For the models containing proteins and a membrane-like component (see “Methods”), we measured the contact probabilities (p) between all pairs of components and aggregated them by component type (Fig. 6). Our results show that protein contact preferences depend greatly on the membrane environment and protein volume fraction. At 5% v/v, proteins are very likely (p > 0.5) to contact hydroxyapatite (HAP) and polyethylene oxide-poly(ethylethylene) (EO₄₀EE₃₇) but unlikely (p < 0.1) to contact CHL1/POPC/PSM membranes. Only ubiquitin and villin show high contact probabilities near the axolemma membrane at 5% v/v. For all membrane types, increasing protein v/v has the effect of increasing the relative proportion of contacts between proteins and other proteins, though contacts between protein and membrane remain frequent (p > 0.14) for all protein types and membranes except CHL1/POPC/PSM. Indeed, all protein-CHL1/POPC/PSM contacts surprisingly decrease between 5–10% v/v and increase between 10–30% v/v, suggesting a strong preference for protein-protein contacts that is only overcome by increased protein crowding. The higher protein-membrane contacts at 5% v/v can be explained by the lack of opportunities for protein cluster formation⁵⁹. It should be noted that this trend has a small magnitude: even the highest protein-CHL1/POPC/PSM contact fraction (7.6% for ubiquitin-membrane at 30% v/v) is lower than the lowest protein-membrane contact fraction with other membranes (14.5% for protein G-axolemma at 5% v/v). We believe more simulation replicas are required to establish the statistical significance of this trend reversal. The overall low protein-CHL1/POPC/PSM contacts and high contacts with the other membranes we simulated are consistent with Nawrocki et al.’s⁵⁹ finding that proteins are thermodynamically excluded from membranes with no charged lipids.

**Fig. 6: Protein contact probability for all systems containing membrane-like components.**

Proteins uniformly prefer contacts with the same type of protein than with other protein types, with two notable exceptions. First, at 5% protein v/v, villin prefers contacts with axolemma membrane over contacts with other copies of villin. Second, no obvious contact patterns between proteins are observed near HAP for protein v/v < 30% because contacts with HAP are strongly preferred.

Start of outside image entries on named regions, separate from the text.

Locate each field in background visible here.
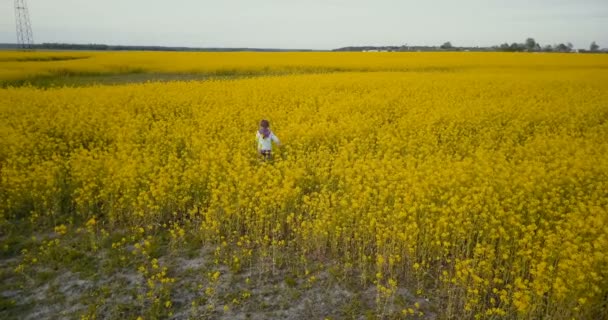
[0,52,608,319]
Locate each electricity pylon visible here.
[15,0,34,49]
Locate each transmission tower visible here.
[15,0,34,49]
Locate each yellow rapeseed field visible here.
[0,52,608,319]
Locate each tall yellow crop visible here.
[0,53,608,319]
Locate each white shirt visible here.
[255,131,281,151]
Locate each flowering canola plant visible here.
[0,53,608,319]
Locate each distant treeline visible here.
[0,43,318,52]
[333,38,608,53]
[0,38,608,53]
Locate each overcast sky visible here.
[0,0,608,49]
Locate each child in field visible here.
[255,119,281,160]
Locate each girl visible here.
[255,119,281,160]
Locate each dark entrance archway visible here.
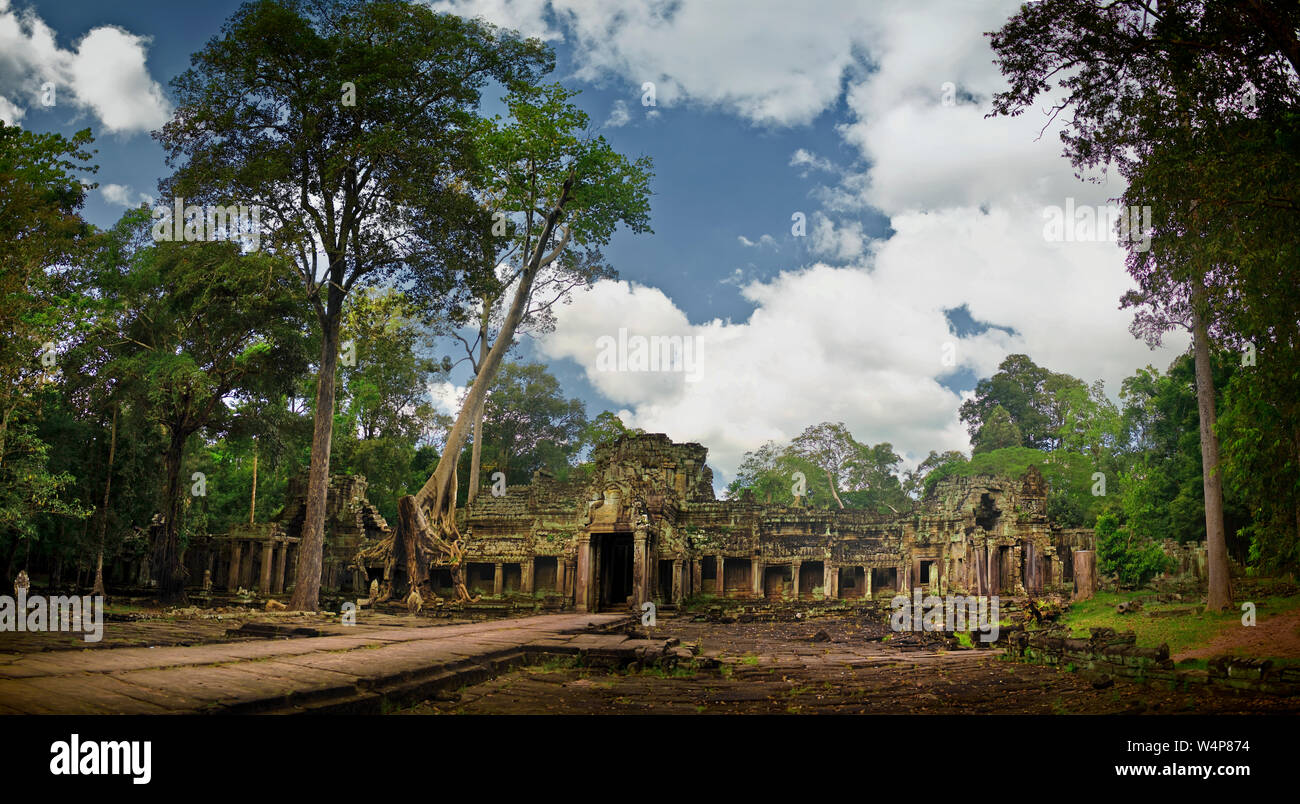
[597,533,633,609]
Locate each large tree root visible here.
[358,496,480,601]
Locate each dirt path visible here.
[0,614,629,714]
[404,618,1300,714]
[1173,609,1300,661]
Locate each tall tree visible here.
[0,122,96,587]
[85,211,306,602]
[371,85,650,602]
[991,0,1300,601]
[470,363,586,483]
[157,0,553,609]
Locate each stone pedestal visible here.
[257,541,274,596]
[270,541,289,595]
[1074,550,1097,600]
[573,533,592,611]
[632,531,650,610]
[226,541,243,592]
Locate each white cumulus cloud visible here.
[0,0,172,133]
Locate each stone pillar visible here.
[285,544,299,592]
[1074,550,1097,600]
[270,541,289,595]
[632,529,650,608]
[257,541,274,596]
[239,541,255,589]
[519,558,533,595]
[226,540,243,592]
[573,533,592,611]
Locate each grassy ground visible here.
[1061,591,1300,656]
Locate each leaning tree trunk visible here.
[1192,285,1232,611]
[90,405,117,597]
[366,178,573,609]
[826,470,844,509]
[153,428,186,604]
[465,305,491,506]
[289,291,342,611]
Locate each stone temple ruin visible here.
[186,474,389,597]
[195,435,1093,601]
[367,435,1092,611]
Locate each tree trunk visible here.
[1192,280,1232,611]
[153,428,186,604]
[826,472,844,509]
[90,405,117,597]
[289,305,342,611]
[465,395,484,506]
[384,178,573,602]
[248,441,257,524]
[465,307,491,506]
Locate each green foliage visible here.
[727,422,911,513]
[462,363,586,484]
[1096,513,1169,587]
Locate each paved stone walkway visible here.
[0,614,634,714]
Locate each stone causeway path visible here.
[0,613,647,714]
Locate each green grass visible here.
[1061,592,1300,656]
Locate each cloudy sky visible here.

Visualization of the HAP and EO₄₀EE₃₇ simulation trajectories suggests different reasons for their frequent protein contacts. The duration of contact events between proteins and HAP is higher than that in other membranes, with several contact events lasting longer than 100 ns (Supplemental Fig. 3). In contrast, the hydrophilic EO domain of EO₄₀EE₃₇ dissolved so much into water throughout simulation that there was almost no region of the solution where EO was absent (Supplemental Fig. 4) as shown by the width of EO₄₀EE₃₇’s distribution in Supplemental Fig. 5. This behavior suggests that EO₄₀EE₃₇ should be equilibrated separately with a thick water layer before being combined with proteins via MCA.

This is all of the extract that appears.